Verzoek tot aanhouding van de regiezitting
Door de verdediging is aangevoerd dat de rechtbank Noord-Nederland voornemens is prejudiciële vragen te stellen aan de Hoge Raad ten aanzien van Encrochat gerelateerde onderwerpen. De verdediging heeft daarom primair verzocht de behandeling van de zaak aan te houden tot na beantwoording van de prejudiciële vragen door de Hoge Raad en vervolgens opnieuw een regiezitting te plannen. De advocaat-generaal heeft zich hier gemotiveerd tegen verzet.
Het hof oordeelt als volgt.
Het is het hof bekend dat de rechtbank Noord-Nederland in een andere strafzaak mogelijk prejudiciële vragen zal stellen over in ieder geval de toepassing van het interstatelijk vertrouwensbeginsel in Encrochat-zaken. Het proces van de exacte formulering van de prejudiciële vragen is momenteel nog gaande.
Gelet op de regiefase (en het karakter daarvan) waarin onderhavige zaak zich bevindt, afgezet tegen het prille stadium waarin het proces van het stellen van de prejudiciële vragen in de strafzaak van de rechtbank Noord-Nederland zich momenteel bevindt, kiest het hof ervoor om in deze beslissing op grond van de huidige stand van zaken een oordeel op de Encrochat-gerelateerde onderzoekswensen te geven. Het primaire verzoek van de verdediging tot aanhouding van de zaak wordt afgewezen. Er is ook geen reden om een zogenaamde voortgangsregiezitting te plannen. Zoals hierna zal blijken zullen alle onderzoekswensen worden afgewezen, waardoor de onderhavige strafzaak nu in beginsel dan ook gereed is voor inhoudelijke behandeling.
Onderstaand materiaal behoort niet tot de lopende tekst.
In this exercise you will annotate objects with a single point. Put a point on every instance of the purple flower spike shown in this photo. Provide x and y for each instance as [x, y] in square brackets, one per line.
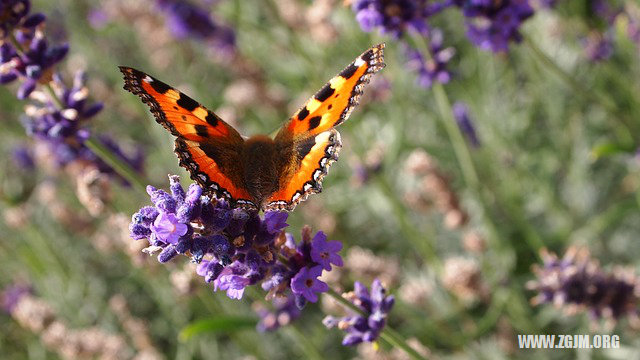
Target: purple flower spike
[168, 229]
[461, 114]
[185, 20]
[236, 248]
[493, 25]
[306, 283]
[434, 69]
[275, 221]
[233, 284]
[325, 252]
[375, 304]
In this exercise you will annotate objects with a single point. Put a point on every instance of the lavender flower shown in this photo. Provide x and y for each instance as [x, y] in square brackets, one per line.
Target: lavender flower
[368, 326]
[186, 19]
[12, 295]
[461, 114]
[434, 69]
[59, 119]
[325, 252]
[492, 25]
[23, 158]
[395, 17]
[28, 55]
[306, 283]
[576, 282]
[234, 248]
[284, 312]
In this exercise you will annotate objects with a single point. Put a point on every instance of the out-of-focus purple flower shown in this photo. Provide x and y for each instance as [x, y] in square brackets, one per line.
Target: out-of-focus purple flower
[395, 17]
[30, 57]
[15, 17]
[492, 25]
[364, 327]
[63, 126]
[168, 229]
[234, 248]
[60, 119]
[434, 69]
[325, 252]
[461, 114]
[307, 284]
[12, 294]
[284, 312]
[186, 19]
[23, 158]
[576, 282]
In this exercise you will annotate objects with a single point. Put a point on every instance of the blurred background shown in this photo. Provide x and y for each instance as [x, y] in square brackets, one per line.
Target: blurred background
[495, 131]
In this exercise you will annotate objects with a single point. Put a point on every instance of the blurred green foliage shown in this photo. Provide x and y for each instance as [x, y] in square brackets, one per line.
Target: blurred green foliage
[555, 169]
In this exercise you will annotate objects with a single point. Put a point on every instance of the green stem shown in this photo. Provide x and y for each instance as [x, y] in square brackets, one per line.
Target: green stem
[589, 94]
[388, 334]
[119, 166]
[455, 135]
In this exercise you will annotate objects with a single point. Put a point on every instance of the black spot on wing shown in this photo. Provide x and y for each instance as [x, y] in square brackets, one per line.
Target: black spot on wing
[212, 152]
[314, 122]
[201, 130]
[303, 113]
[211, 119]
[349, 71]
[367, 56]
[159, 86]
[187, 103]
[325, 93]
[303, 148]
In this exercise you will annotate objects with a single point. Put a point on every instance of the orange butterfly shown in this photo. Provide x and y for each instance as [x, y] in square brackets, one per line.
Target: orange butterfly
[260, 172]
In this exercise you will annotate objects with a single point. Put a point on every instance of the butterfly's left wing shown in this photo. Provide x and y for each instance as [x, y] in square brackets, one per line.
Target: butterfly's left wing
[333, 104]
[309, 139]
[207, 147]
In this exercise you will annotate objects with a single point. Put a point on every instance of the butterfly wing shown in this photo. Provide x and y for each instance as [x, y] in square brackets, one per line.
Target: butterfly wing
[308, 138]
[302, 176]
[333, 104]
[207, 147]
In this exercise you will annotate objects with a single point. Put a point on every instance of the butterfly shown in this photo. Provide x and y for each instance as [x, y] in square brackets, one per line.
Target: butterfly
[259, 173]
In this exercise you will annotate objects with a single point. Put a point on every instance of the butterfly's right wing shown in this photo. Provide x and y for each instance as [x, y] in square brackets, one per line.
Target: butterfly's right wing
[207, 147]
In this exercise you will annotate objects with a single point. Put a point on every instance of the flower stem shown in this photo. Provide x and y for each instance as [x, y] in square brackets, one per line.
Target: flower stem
[388, 334]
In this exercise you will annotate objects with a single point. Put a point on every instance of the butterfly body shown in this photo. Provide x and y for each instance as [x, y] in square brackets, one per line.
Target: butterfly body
[259, 172]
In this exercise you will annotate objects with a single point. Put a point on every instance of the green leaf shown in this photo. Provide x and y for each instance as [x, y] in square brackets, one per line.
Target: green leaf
[217, 324]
Het hof merkt daarbij ten overvloede op dat indien een eventuele beslissing van de Hoge Raad (op mogelijke prejudiciële vragen) vóór de inhoudelijke behandeling van deze zaak een ander licht op de beoordeling van de onderzoekswensen zou werpen, dit altijd nog op de inhoudelijke zitting aan de orde kan komen.
Onderzoekswensen van de verdediging
De verzoeken van de verdediging in het kader van de onderschepte Encrochat-berichten, zijn erop gericht om verkenningen uit te (doen) voeren ten aanzien van de juridische grondslagen van deze interceptie. Volgens de raadsman staat ter discussie of de relevante rechterlijke beslissingen verdragsconform zijn en, in het verlengde daarvan, of de in dit kader uitgevoerde opsporing rechtmatig is geweest. Om verweren van deze strekking te kunnen onderbouwen zouden getuigen moeten worden gehoord en stukken aan het procesdossier moeten worden toegevoegd.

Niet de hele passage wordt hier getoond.